In 1962, Bill took over as a scout at Kansas City Athletics . At the club, he also engaged in organizing work with pitchers. With him, the team came the future stars of the league Catfish Hunter and Blue Moon Odom . In 1972, Posdel became a member of the coaching staff of the team that won the World Series . Even before the start of the championship, he announced his intention to retire, but then changed his mind and coached pitchers for another year in one of the farm clubs [1] .
In 1974, his close friend John McNamara , who led the San Diego Padres , persuaded Bill to postpone his resignation for another season. The coaching staff of the team turned gray after the championship ended, but until the end of the 1970s he advised the Padres management on issues related to pitchers [1] .
In the last years of his life, Bill lived in San Leandro with his second wife, Della, and daughter.
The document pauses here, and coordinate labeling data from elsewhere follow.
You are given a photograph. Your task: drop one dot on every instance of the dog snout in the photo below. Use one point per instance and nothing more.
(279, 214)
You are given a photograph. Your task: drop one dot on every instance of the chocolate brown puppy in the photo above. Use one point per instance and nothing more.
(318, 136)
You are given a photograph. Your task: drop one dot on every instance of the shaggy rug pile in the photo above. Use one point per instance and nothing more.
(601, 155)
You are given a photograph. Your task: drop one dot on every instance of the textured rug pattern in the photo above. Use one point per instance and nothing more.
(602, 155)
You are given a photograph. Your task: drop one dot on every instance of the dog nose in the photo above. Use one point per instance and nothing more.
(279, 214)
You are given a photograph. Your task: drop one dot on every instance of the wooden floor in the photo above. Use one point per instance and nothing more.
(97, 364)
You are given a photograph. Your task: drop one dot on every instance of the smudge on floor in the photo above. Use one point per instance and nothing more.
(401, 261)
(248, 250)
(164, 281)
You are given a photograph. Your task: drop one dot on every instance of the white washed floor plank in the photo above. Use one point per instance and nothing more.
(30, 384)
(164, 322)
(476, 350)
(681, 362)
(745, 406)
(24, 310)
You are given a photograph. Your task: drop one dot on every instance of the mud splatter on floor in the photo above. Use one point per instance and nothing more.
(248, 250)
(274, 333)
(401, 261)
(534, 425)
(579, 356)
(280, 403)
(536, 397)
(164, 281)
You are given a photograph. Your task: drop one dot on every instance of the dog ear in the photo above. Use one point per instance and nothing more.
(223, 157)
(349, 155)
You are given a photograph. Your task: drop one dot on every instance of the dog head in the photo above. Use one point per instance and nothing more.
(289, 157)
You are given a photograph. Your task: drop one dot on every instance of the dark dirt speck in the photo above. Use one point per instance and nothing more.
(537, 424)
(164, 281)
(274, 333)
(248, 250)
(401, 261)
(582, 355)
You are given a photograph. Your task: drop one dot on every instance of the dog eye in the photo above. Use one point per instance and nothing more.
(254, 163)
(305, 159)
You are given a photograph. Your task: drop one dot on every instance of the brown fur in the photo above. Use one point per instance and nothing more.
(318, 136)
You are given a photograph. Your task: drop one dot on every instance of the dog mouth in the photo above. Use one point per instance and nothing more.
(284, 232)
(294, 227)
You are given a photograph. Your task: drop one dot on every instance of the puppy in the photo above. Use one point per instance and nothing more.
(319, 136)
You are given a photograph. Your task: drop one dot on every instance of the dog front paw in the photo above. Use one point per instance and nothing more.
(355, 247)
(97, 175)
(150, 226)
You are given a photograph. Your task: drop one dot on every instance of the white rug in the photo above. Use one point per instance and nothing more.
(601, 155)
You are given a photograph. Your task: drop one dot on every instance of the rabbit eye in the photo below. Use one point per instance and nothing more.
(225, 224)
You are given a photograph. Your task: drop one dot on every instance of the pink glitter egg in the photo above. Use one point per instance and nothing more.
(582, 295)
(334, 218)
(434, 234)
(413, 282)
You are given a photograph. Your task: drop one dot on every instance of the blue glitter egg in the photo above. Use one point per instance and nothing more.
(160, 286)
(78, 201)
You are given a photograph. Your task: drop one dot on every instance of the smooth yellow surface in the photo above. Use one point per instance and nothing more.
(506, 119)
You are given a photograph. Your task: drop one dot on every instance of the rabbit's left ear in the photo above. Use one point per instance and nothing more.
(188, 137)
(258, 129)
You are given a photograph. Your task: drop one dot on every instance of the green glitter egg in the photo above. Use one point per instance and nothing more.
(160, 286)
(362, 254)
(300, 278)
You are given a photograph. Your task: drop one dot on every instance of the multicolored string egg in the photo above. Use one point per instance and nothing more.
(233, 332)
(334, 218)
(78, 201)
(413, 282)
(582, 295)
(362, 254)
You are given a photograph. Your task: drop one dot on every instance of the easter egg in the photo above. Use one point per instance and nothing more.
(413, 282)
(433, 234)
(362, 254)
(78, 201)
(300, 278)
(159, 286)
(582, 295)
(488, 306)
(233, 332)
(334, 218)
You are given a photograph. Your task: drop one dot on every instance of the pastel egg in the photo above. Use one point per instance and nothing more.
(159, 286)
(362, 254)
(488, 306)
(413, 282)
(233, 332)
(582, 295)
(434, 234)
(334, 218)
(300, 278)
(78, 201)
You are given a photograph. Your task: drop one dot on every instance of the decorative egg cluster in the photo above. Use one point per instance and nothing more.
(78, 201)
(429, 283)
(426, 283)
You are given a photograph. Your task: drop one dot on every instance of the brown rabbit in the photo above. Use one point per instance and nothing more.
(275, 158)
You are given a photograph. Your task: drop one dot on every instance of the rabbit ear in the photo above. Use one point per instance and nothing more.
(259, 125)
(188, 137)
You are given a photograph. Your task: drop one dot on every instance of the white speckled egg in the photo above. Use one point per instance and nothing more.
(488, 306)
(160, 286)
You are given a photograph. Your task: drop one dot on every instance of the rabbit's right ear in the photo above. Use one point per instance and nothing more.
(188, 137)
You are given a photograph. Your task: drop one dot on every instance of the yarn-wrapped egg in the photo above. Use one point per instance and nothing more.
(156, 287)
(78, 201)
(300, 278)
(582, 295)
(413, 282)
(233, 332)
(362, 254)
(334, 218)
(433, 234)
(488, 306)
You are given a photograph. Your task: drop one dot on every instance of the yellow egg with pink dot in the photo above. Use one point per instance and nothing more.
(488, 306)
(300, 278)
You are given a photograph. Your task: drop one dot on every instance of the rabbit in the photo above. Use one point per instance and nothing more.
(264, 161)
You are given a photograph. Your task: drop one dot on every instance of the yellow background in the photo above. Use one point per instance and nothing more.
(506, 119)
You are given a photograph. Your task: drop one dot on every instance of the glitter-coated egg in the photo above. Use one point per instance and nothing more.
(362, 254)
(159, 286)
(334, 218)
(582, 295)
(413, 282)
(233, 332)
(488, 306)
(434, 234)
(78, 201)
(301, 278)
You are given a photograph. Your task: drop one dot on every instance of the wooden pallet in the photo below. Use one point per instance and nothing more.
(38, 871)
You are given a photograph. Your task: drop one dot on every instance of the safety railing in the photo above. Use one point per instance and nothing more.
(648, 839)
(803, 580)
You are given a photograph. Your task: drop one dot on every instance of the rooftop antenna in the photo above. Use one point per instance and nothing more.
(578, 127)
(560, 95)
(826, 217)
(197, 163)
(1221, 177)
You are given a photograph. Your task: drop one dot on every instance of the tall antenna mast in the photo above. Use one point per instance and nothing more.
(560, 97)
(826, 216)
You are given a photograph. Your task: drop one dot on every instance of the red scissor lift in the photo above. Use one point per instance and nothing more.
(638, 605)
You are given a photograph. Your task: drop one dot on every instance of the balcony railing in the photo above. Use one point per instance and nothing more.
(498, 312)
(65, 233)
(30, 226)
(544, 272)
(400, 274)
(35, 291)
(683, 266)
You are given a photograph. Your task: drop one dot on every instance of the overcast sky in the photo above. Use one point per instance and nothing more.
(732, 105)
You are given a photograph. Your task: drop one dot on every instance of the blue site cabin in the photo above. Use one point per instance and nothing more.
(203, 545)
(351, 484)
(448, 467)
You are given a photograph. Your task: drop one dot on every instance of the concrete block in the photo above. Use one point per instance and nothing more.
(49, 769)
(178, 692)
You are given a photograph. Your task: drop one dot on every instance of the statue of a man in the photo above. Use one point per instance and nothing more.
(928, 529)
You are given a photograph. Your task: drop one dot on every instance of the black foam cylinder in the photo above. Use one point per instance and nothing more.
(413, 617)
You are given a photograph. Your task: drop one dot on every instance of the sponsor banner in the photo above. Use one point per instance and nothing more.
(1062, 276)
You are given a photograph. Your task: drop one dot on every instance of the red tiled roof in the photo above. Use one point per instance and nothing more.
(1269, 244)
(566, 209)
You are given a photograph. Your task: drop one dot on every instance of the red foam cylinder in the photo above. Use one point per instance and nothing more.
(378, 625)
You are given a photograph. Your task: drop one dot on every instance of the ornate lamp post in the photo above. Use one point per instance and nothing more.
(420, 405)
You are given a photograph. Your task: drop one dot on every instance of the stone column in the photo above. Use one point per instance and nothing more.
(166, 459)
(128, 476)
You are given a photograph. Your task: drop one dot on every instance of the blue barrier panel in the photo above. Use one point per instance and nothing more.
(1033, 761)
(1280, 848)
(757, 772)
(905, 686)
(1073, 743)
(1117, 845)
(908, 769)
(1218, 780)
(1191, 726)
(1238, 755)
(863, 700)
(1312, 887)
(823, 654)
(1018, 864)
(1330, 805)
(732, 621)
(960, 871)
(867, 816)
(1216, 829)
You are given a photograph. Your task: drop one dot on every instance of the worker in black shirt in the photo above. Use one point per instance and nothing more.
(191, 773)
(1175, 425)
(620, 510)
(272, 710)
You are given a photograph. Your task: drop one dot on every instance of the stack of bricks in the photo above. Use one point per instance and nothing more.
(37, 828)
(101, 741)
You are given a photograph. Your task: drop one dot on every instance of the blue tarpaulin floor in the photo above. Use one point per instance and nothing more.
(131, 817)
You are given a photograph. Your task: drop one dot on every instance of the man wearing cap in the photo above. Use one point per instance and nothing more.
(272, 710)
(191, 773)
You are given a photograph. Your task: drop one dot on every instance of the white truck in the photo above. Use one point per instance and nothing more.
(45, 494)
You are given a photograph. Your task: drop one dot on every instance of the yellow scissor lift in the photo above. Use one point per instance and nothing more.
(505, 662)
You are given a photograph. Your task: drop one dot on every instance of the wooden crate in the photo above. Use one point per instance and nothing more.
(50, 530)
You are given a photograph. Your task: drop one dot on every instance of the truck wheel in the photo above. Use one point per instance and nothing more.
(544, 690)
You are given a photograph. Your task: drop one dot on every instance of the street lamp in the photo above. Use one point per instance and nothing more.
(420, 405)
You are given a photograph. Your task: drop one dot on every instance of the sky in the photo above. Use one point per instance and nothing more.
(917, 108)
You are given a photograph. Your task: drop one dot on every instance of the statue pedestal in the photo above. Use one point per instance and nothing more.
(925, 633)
The first time he married in 1933 and divorced his wife in 1940. He spent several years in a wheelchair [1] .
Bill Turned Gray passed away on November 28, 1989 in Livermore. The cause of death was colon cancer. His body was cremated, the dust was scattered over the sea [1] .
In 2006, for his services, Bill was elected to the Vallejo Sports Hall of Fame [1] .
Notes
- ↑ 1 2 3 4 5 6 7 8 9 10 11 12 13 14 15 16 17 18 19 20 21 22 Wolf, Gregory H. Bill Posedel (English) . sabr.org . Society for American Baseball Research. Date of treatment May 16, 2019. Archived on September 13, 2015.